Why I Believe in UFOs - It's All About Priors
Strong priors prevent false positives, weak priors prevent false negatives
Until about a year ago, my line of work was nuclear fusion energy. Now I mostly concern myself with studying and detecting UFOs.
To some, this is surprising. Presumably, as a nuclear fusion engineer, I’d be scientifically literate enough to dismiss UFOs and nonsense. To others, it’s unsurprising, in that both fusion energy and UFOs are sci-fi wish-fulfillment.
What I’ve found is that how someone evaluates the evidence for UFOs doesn’t actually determine their position on the subject. You can try to debunk videos or poke holes in testimony, but it’s not yet possible to come to a definitive conclusion one way or the other. The evidence is good enough to defy easy explanations but not quite convincing enough to support any theory with foolproof certainty.
In practice, whether someone believes ultimately comes down to their prior probability of UFOs visiting Earth.
There are three groups:
The skeptics, who believe that UFOs visiting Earth is far-fetched, give low probabilities of UFOs being real. For example, Neil DeGrasse Tyson claimed one in ten million.
The believers, who want to believe in UFOs, government cover-ups, and psionic beings, believe aliens are already here.
The underdetermined, who don’t think it’s possible to establish good priors around UFOs, can be swayed either way by the evidence.
I’m in the last category. I think it’s definitionally impossible to predict the behavior of “aliens,” so perceived weirdness shouldn’t be counted as evidence against them. UFOs don’t break the laws of physics as we understand them, and estimates of the probability of intelligent life in the galaxy suggest that our prior should be that it exists.
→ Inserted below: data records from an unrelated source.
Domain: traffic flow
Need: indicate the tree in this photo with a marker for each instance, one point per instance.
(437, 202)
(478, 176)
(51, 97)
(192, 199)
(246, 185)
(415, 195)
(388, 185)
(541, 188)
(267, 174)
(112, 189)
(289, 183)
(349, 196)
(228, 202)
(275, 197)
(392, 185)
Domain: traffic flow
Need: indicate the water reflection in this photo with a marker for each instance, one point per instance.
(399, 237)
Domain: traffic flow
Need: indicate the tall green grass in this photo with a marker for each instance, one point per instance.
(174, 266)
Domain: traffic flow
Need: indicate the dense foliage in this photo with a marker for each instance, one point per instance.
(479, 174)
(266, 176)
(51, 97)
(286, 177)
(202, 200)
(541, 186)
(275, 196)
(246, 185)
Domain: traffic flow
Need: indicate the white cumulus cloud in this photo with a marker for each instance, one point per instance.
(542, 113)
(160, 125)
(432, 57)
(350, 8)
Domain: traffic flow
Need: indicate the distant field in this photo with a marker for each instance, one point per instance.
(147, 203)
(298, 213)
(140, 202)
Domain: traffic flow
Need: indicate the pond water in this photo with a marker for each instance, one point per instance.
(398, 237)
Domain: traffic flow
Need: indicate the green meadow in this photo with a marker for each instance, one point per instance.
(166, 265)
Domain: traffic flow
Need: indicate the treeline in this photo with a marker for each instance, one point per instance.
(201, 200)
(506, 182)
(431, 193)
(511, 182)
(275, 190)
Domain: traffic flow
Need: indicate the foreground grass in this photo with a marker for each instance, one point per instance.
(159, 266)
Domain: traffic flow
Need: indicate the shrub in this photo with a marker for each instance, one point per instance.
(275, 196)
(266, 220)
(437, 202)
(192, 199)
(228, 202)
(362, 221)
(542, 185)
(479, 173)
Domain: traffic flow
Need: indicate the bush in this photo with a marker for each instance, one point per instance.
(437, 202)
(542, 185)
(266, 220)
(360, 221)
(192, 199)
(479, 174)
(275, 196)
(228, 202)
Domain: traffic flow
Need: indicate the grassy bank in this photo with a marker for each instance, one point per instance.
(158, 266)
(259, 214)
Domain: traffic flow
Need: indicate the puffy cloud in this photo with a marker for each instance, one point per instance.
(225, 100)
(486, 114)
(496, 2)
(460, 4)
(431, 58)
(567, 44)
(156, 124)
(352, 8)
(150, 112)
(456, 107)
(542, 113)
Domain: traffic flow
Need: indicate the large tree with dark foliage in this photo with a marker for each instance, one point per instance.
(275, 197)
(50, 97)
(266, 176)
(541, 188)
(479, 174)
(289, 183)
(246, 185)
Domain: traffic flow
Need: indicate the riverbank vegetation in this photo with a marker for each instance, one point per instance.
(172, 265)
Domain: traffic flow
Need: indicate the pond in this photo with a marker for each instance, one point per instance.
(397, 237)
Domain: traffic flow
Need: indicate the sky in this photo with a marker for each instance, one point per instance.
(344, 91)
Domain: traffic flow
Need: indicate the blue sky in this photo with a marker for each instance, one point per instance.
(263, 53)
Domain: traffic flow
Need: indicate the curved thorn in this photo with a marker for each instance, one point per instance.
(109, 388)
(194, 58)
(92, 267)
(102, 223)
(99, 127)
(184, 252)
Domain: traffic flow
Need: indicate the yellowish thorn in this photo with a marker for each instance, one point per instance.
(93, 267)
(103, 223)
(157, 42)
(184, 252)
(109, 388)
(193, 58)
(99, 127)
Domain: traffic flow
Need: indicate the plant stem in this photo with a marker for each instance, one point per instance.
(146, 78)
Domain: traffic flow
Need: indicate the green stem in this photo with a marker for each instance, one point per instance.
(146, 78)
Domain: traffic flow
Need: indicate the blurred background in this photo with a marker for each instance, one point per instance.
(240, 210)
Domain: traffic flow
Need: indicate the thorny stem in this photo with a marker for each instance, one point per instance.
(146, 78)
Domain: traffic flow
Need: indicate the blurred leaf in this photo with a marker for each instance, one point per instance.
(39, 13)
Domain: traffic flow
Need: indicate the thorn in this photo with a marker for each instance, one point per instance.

This leaves me without any good reason to think UFOs are not here, but also without a strong prior reason to think they are. Therefore, the available evidence, inadequate as it may be, should lean me to one side or the other.
The first question is whether UFOs have been seen at all. From what I can tell, as President Obama describes below, the evidence suggests that there are objects being detected that defy conventional explanation:
Before 2023, I thought these sightings were both weird and important, but we didn't know which explanation to favor.
Then, in 2023, David Grusch testified under oath that it was aliens. Because I didn’t have strong priors that it wasn't aliens, and Grusch was highly cleared and made claims under penalty of perjury, this updated my beliefs. Other credentialed witnesses also agreed, and so aliens became my leading theory.
There have been claims that Grusch is a member of a UFO religion or is reporting on a hazing ritual that has gotten out of hand, but there’s never been any documents or testimony to support these claims, just speculation. The memo about the supposed “Yankee Blue” hazing was never produced, and a FOIA request turned up nothing.
This leaves me with the following chain of reasoning:
There is no good reason to think UFOs are either very unlikely or very likely.
There is widespread evidence and testimony of flying objects moving in ways that defy explanation.
Credentialed people from within the US government say UFOs are aliens, with no evidence for alternative explanations.
Therefore, I weakly believe that UFOs are here and they are aliens.1
I have an expansive definition of “aliens” which includes pretty much anything weird.